Рон невольно хохотнул.

– Дайте денег, – сказал Артём.

– Сдается, мы с тобой не друзья, – поморщился Нильс.

– Костров не одобрит, – поддержал его Рон.

Артём насмешливо фыркнул:

– И что же он вам сделает? На цепь посадит? Косточку отберет?

– Как по мне, ты давно заслужил то, что с тобой происходит. – Нильс криво ухмыльнулся.

– Не дадите – я найду деньги в другом месте, но, как только у меня появится новый юрист, вы будете первые, кто вылетит со студии после Кострова, – пригрозил Артём.

Рон рассмеялся:

– Как это? Костров вылетит со своей же студии?

– Здесь все принадлежит мне. – Артём заносчиво взмахнул рукой. – Все. И эта студия, и клубы – все-все мое, если вы не в курсе. Стоит мне захотеть, и завтра вы станете моей собственностью.

– Студия, может, и твоя, но контракты мы подписывали с Костровым. – Нильс взъерошил волосы. – Тут нужно подумать. Очень хорошо подумать.

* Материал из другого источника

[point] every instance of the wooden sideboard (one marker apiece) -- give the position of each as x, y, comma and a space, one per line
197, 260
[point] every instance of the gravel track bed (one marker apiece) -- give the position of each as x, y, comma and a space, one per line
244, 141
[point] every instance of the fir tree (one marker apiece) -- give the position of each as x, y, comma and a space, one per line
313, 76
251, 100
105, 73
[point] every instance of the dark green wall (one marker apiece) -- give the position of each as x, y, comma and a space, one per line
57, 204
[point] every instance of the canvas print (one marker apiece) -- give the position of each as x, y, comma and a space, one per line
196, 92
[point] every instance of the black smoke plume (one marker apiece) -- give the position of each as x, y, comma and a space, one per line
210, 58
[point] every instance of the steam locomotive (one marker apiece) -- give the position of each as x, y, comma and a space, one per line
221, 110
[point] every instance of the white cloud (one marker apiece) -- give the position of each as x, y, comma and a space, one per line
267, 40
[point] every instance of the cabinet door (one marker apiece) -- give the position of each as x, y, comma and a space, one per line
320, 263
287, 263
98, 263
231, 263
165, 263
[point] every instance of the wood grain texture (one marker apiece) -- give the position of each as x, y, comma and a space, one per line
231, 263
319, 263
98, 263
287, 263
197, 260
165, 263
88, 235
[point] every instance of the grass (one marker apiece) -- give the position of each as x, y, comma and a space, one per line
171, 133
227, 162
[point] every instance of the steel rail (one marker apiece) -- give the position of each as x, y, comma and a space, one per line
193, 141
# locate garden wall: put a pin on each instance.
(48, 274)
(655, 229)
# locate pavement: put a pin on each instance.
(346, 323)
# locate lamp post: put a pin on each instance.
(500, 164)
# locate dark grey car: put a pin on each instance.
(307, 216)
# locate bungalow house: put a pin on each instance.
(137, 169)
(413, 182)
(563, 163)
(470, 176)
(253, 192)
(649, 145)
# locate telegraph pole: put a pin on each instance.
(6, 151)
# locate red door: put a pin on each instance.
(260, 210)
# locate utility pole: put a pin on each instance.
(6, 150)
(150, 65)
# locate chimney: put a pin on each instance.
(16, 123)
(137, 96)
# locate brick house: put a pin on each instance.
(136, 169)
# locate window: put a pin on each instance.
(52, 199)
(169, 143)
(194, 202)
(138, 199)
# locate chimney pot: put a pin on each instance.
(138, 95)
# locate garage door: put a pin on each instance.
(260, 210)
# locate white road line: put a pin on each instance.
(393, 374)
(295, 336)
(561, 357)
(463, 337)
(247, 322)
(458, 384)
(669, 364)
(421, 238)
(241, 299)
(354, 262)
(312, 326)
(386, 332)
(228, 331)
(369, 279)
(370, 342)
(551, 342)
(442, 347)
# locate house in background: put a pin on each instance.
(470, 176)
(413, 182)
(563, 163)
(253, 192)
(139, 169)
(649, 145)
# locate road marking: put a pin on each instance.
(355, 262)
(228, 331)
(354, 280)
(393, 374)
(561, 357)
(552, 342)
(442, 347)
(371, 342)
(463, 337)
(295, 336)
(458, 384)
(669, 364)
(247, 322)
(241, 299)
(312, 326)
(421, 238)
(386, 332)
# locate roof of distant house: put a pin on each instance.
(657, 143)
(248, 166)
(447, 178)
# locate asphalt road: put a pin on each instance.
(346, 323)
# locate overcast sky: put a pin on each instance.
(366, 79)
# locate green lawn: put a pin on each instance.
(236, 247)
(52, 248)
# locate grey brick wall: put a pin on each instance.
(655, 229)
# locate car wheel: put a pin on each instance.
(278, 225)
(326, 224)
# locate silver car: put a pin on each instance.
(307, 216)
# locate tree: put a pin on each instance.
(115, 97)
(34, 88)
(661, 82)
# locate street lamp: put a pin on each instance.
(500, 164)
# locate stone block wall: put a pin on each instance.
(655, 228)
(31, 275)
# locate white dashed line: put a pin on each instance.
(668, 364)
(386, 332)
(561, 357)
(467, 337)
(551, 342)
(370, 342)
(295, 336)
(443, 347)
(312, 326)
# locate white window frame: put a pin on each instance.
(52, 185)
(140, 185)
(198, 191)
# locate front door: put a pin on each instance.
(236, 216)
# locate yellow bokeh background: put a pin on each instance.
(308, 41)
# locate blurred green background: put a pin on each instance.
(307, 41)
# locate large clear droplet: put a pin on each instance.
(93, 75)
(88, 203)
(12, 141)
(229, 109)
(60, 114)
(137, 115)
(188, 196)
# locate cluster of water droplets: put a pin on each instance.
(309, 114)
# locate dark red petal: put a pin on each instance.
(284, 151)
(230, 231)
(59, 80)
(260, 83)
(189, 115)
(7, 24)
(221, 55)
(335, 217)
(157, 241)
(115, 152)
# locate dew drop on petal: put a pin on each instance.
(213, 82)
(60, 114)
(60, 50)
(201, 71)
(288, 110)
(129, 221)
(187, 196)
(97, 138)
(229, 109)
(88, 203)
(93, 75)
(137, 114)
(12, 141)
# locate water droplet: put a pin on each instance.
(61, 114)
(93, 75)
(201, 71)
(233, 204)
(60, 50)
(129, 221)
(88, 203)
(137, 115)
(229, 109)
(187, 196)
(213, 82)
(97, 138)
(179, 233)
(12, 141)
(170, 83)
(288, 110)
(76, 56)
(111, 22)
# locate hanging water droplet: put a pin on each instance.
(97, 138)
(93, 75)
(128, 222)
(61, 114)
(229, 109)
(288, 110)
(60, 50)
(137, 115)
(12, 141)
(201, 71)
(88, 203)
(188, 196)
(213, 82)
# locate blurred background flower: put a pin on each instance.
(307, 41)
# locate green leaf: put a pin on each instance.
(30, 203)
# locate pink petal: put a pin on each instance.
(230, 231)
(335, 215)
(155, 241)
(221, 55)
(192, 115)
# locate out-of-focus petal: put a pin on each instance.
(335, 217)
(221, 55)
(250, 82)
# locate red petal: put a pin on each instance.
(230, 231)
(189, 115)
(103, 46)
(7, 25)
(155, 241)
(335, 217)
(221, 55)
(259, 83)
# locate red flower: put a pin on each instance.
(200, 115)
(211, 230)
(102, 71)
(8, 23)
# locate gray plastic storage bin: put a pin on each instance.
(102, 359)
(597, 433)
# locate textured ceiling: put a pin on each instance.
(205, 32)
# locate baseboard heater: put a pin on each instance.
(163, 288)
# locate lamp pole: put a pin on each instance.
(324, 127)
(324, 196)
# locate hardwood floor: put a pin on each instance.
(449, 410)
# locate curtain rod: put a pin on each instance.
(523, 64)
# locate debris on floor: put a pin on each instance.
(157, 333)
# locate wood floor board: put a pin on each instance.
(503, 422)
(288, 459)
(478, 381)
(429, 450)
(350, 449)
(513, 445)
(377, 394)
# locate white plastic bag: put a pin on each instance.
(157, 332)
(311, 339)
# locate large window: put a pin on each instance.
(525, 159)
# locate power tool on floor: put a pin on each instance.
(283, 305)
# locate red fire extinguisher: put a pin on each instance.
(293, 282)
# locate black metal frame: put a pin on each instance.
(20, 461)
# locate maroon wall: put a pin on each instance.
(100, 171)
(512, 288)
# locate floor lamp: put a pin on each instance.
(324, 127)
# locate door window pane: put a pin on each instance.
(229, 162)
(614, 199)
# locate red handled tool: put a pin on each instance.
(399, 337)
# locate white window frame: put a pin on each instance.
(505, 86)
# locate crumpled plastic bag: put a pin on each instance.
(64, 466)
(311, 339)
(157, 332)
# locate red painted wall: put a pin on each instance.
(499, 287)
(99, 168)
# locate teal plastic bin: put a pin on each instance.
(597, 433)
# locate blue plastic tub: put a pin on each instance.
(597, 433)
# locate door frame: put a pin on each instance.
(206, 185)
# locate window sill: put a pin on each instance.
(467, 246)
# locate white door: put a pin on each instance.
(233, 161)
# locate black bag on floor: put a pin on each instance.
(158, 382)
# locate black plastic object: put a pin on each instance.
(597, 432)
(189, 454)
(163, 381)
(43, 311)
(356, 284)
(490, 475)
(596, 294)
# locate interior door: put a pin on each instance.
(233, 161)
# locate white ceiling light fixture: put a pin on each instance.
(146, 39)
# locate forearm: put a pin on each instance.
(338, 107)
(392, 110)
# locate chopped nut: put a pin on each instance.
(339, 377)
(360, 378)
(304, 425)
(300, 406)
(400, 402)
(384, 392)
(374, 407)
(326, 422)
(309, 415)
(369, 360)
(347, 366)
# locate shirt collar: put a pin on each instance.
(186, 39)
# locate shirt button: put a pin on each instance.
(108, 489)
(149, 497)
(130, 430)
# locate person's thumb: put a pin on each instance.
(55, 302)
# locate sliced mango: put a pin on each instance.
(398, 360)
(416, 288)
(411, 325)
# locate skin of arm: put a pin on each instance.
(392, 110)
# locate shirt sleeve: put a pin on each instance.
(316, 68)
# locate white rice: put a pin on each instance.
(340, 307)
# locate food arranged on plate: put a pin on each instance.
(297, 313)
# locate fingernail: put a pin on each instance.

– Чего тут думать? – Артём ткнул его в плечо. – Я просто попросил денег. Костров заблокировал мои счета. Считает, я побоюсь обращаться за помощью, ведь тогда Вите придется вернуться домой, а на меня заведут дело.

– Его уже завели. Раз тебя ищут, значит, оно в работе. – Нильс присел рядом со мной. – Я тебе даже больше скажу. Костров вывалил Шустрым все, что когда-либо на тебя было: скандалы, приводы, жалобы, драки, сомнительные траты денег. Короче, про тебя всплывет все-все. В ближайшие несколько месяцев, Тёма, тебя ждет потрясающая слава. Будь готов к тому, что отовсюду полезут все твои обиженные подружки, реальные и фиктивные. Ты станешь самым ужасным мажором этого десятилетия. По моим прикидкам, к февралю мы получим такой пиар, какой нам и не снился. Что же ты можешь противопоставить этому?